FCA Insurance Sector Review: Don’t panic!

April 22, 2014

You may have heard lots in the news over recent weeks about the Financial Conduct Authority (FCA) and their plans to review insurance policies. The media became a bit sidetracked about the slightly bungled way that news of the review came to light. So because we’re decent folk who are here to help, here’s a summary of what the review actually means, delivered in clear, plain English.

What is the FCA reviewing?

The FCA (the people who regulate the financial services industry in the UK) is going to review Britain’s life insurance industry, focusing on some 30million policies issued from the 1970s to 2000. They’re particularly interested in something called “zombie funds” and whether customers are getting a fair deal.
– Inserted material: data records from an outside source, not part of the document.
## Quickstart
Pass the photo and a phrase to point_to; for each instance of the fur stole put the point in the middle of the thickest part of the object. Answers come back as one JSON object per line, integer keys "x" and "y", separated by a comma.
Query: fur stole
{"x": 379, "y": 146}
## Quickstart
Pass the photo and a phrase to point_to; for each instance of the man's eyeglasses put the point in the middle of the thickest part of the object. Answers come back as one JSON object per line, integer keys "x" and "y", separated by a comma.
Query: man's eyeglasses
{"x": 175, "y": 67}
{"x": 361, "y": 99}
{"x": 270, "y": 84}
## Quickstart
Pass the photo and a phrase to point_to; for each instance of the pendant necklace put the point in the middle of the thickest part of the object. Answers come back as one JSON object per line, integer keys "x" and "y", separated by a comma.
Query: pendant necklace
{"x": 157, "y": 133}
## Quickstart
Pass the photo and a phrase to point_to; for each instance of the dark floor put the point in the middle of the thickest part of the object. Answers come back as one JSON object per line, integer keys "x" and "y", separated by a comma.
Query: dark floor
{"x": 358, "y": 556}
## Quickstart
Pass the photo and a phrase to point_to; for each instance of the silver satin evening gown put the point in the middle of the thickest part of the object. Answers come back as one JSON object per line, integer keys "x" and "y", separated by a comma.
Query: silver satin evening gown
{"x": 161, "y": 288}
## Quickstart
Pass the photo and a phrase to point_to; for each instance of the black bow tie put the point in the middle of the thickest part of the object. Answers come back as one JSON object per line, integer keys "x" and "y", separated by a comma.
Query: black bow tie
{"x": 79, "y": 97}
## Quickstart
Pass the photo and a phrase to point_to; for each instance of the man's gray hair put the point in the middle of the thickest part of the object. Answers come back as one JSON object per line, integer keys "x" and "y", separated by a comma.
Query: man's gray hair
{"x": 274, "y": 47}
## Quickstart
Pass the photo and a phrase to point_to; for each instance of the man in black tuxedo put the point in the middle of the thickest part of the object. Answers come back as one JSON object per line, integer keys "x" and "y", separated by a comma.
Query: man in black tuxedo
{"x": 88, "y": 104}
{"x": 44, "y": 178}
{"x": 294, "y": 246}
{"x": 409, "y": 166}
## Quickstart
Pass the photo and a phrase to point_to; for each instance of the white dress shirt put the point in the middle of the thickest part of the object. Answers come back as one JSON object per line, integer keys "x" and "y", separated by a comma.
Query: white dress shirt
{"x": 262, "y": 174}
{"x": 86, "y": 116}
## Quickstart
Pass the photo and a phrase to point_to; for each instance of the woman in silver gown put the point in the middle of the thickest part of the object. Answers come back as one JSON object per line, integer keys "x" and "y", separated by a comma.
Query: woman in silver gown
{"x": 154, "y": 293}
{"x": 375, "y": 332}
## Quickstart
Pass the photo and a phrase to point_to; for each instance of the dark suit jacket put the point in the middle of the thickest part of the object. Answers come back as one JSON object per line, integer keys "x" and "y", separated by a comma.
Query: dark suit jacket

The investigation will look into pensions, endowments, investment bonds and life insurance policies, particularly those that penalise savers who want to switch providers by charging high exit charges. It will look into the service customers receive in relation to those accounts. This is good news.

What’s a zombie fund?

You’d be forgiven for thinking this is a special fund for the undead. But a zombie fund is actually a fund now closed to new clients. There’s a concern that old policies which have stagnated are not being given the same priority by insurance companies as their newer policies.

Many older policies include terms that penalise those attempting to switch to cheaper providers. And when we use the term ‘penalise’, it’s big. Some savers face losing up to half their savings if they move to another company.

That’s not to say that all old policies are automatically bad. The concern is that older customers are being forgotten. Consolidation and outsourcing within the industry means there’s a good chance that older funds are not being managed by the same people who they were initially taken out with which is adding to the confusion.

What impact did this announcement have?

This all came rather out of the blue, with news of an impending announcement coming before the actual detail was issued. Investors panicked a bit. Around £2.4billion was knocked off the market value of the biggest insurers. However, there was some recovery when the FCA’s actual business plan was published, revealing that the review is likely to be less disruptive to investors than first feared.

Basically, the FCA isn’t planning to review every individual policy. They’re also not intending to review any exit fees, providing the policy was complaint with the rules that were in place at the time it was issued. So, as long as the insurance companies and their policies were OK at the time, they’re not in line to be issuing huge payouts, thus avoiding mis-sold PPI-type costs.

What does this mean for my policy?

If you have a pension or investment policy taken out between 1970 and 2000 in funds that are now closed, you may be affected. We’re talking about personal funds rather than workplace pension schemes. However, it seems unlikely that a big payout will be on the cards. The FCA is not looking at applying current standards retrospectively so you’re unlikely to get back years of fees. But if the review does discover that consumers have lost out due to certain practices, they may be forced to reimburse you.

What happens next?

The actual enquiry will start this summer. It’s going to take a while.
It’s difficult to predict the outcome at this stage. The review should be a good thing for customers since it’s making sure that you’re getting a fair deal, and potentially forcing insurers to review their policies more regularly and issue clearer communication to policyholders.

In the meantime, dig out your paperwork from any old policies you do have. Find out who’s actually looking after your money now. It’s a good idea to review them, but the best course of action may not be clear until we see what insurance providers do as a result of the inquiry. Older policies might be performing badly, so your first instinct may be to try and move funds. But it’s complex – exit fees might make this a bad choice. Seek some advice to see what you can do now, but otherwise sit tight for the results of the inquiry.